Durch den Skandal um die Abhörpraktiken verschiedener Geheimdienste wird die Kritik der mangelnden Datensicherheit der elektronischen Gesundheitskarte aktueller denn je. Selbst wenn die Krankenkassen ein Bewusstsein für den wichtigen Schutz von Patientendaten entwickeln würden, könnte man immer noch nicht sicher sein, ob Geheimdienste wie die NSA oder die GCHQ die Verschlüsselungen nicht trotz allem knacken könnten. Wer kann schon wissen, ob die USA bei einem VISA-Antrag nicht auch unsere Patientenakten durchstöbern um ein vermeintlich klareres Bild von uns zu gewinnen? Die Daten liegen schließlich gesammelt und zentralisiert auf den Servern von IT-Dienstleistern.

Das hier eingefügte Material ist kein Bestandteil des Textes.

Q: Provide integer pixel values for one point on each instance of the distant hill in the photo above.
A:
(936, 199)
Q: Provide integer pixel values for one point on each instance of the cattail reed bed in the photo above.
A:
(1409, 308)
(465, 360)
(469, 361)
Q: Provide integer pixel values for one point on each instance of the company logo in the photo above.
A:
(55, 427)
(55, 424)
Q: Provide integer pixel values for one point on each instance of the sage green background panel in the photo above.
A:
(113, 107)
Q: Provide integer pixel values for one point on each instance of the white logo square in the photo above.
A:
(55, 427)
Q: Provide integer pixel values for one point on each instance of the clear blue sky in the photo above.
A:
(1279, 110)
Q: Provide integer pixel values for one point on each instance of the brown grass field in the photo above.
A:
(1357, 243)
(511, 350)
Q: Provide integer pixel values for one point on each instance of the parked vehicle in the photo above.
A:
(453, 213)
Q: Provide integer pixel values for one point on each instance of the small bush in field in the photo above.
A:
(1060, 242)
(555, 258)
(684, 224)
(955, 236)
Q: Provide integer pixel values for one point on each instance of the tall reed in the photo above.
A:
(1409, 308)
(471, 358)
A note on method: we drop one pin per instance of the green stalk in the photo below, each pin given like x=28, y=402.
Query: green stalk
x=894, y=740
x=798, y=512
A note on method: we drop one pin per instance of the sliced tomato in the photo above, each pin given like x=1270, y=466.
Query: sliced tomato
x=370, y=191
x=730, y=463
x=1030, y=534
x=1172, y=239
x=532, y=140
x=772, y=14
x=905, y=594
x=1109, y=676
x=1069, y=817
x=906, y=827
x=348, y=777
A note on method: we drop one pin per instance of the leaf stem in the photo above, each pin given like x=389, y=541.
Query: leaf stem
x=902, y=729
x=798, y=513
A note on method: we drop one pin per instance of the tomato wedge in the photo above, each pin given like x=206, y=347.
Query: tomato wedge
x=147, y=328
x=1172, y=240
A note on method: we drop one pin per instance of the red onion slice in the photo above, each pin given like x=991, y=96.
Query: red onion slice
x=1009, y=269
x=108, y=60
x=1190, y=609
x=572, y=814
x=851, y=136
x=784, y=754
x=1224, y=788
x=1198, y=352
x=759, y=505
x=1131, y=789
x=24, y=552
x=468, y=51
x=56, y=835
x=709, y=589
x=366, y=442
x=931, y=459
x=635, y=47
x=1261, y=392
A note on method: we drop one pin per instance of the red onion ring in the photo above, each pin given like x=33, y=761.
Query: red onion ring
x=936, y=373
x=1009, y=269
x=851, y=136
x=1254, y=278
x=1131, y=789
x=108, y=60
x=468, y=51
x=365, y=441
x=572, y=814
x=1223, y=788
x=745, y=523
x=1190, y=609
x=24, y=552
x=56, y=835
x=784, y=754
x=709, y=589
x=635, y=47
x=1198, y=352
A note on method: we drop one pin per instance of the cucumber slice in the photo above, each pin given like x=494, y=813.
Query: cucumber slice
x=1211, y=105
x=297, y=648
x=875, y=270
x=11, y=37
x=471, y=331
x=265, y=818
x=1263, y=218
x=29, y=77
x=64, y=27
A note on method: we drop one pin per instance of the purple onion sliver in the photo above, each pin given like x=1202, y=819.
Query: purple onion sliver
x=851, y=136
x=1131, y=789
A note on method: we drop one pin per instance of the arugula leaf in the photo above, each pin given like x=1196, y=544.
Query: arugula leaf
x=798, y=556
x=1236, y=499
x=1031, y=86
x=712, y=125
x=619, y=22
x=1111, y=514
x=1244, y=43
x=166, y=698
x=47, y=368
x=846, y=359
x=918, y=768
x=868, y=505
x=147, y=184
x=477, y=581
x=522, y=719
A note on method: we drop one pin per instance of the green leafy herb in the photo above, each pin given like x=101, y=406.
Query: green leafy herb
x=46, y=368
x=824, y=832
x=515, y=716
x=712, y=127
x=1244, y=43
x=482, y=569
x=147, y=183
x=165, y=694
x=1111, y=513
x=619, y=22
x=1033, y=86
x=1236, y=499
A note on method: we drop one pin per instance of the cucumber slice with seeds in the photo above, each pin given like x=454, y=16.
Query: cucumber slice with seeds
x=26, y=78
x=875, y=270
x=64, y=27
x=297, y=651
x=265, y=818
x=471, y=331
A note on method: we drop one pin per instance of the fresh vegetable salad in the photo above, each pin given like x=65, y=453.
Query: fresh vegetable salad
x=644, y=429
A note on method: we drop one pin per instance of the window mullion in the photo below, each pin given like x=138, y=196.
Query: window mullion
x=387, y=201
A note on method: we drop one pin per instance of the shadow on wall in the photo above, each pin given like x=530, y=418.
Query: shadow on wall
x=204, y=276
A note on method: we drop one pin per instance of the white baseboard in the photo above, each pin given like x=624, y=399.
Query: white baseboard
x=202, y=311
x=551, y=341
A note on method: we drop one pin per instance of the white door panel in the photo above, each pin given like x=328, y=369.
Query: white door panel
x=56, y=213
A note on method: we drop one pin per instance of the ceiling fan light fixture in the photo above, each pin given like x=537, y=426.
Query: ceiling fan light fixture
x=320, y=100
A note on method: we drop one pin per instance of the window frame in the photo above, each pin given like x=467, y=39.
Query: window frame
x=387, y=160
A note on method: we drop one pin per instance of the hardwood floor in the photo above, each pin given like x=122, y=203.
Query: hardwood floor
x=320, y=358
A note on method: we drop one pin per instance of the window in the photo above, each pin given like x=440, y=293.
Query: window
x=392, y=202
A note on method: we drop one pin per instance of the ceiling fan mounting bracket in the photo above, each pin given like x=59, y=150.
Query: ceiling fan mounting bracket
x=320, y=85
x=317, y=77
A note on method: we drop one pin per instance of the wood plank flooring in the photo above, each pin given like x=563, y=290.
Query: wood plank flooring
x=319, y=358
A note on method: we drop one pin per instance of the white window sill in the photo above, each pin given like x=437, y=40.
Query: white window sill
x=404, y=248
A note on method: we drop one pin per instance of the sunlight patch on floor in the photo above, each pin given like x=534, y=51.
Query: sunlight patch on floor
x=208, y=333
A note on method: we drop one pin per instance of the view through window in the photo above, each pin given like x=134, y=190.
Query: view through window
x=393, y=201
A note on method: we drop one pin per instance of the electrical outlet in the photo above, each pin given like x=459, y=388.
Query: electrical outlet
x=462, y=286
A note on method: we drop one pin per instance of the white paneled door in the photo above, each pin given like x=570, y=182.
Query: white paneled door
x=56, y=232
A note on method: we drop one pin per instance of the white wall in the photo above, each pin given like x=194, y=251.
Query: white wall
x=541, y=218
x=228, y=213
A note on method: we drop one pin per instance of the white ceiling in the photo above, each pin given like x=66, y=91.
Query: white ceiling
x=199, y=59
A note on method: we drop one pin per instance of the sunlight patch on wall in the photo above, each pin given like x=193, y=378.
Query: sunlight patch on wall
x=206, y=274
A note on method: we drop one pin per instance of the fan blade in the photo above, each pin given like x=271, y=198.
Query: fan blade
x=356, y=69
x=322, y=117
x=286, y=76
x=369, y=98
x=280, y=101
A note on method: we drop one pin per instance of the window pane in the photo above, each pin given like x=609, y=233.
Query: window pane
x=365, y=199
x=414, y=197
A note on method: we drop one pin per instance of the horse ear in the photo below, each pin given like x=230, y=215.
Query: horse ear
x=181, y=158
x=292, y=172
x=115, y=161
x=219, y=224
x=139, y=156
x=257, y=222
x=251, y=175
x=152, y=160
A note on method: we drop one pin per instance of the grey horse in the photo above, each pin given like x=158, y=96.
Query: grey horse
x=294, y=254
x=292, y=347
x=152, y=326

Es ist ein Unterschied ob der Staat und seine Geheimdienste aktiv in die Privatsphäre seiner Bürgerinnen und Bürger eindringt, oder ob er unter großen Anstrengungen und hohem finanziellen Aufwand Ärzte per Gesetz dazu verpflichtet die sensibelsten Daten ihrer Patienten in ein von Grund auf unsicheres System einzuspeisen. Denn auch wenn es fragwürdig ist, ob sich die Bürgerinnen und Bürger im ersten Fall selbst schützen können (sie können es zumindest versuchen), haben sie im Falle der elektronischen Gesundheitskarte ab Januar 2014 keine Chance mehr, sich selbst dagegen zu wehren. Der Bürger wird gläsern, bis in den letzten intimsten Winkel.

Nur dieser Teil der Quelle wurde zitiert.